Typically I don’t have an issue making it to Mass. If I’m working day shift all weekend, I go to 5:00 Mass on Saturday. If I’m working evenings or nights, I go to Mass Sunday morning. Its the rare occurance when I’m working days on the weekend and have a commitment on Saturday evening that I can’t make it.

Hello Dan.

You are 100% correct. Certain professions require work 7 days of the week and all shifts: police, nurses, nursing home attendants, etc. and they are who the Vigil Masses are for and the reasons why there are Masses sometimes even in the evening on Sundays. So, no sin on Sunday if you are scheduled to work. Where sin may enter in is volunteering for a shift on Sunday when you could get your forty in other times because you’ll get double-time or some other incentive. But if you are in a position that you aren’t given a choice, then there is no sin. Read Dies Domini, it will help.

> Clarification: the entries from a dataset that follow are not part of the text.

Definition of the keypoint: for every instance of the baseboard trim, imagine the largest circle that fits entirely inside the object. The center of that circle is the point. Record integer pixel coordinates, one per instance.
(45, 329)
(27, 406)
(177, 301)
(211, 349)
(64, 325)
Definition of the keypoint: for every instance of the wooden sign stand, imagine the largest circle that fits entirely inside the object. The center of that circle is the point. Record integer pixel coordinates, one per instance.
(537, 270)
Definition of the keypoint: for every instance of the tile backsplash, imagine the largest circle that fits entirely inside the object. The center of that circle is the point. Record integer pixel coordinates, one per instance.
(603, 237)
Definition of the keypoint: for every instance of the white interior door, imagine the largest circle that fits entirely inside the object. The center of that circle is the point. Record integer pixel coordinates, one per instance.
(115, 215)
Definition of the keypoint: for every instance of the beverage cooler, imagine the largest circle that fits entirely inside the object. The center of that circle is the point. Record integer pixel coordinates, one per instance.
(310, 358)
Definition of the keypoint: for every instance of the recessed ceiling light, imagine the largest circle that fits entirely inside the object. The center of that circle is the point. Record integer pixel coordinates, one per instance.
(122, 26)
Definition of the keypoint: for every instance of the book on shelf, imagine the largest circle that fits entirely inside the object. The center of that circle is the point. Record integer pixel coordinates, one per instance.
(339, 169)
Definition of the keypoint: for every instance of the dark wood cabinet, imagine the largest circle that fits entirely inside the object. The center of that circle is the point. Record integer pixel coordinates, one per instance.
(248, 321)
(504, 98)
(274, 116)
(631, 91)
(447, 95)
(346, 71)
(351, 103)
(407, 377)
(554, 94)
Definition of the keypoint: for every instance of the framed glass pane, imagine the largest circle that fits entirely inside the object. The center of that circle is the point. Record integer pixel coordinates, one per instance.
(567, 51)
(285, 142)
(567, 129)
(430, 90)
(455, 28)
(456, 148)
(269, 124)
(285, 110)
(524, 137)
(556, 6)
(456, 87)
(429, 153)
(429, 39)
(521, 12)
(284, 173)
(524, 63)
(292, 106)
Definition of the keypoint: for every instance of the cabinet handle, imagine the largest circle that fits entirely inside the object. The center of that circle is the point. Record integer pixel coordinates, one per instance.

And thanks for you service to the infirm.


I wonder where people get the idea from that they can shop on Sundays? (Actually, I know it comes from priests who choose not to teach what they ought to teach, or understand what they ought to understand.) Clearly, if you shop on Sundays, others will have to do unnecessary work on Sundays and this makes the profanation of the Lord’s Day commonplace.

I think (I could be wrong) traditionally, it is only a mortal sin if the unnecessary work takes longer than two hours. Of course, if the work you do on a Sunday causes or tempts others to work it is more difficult to say when it becomes mortal.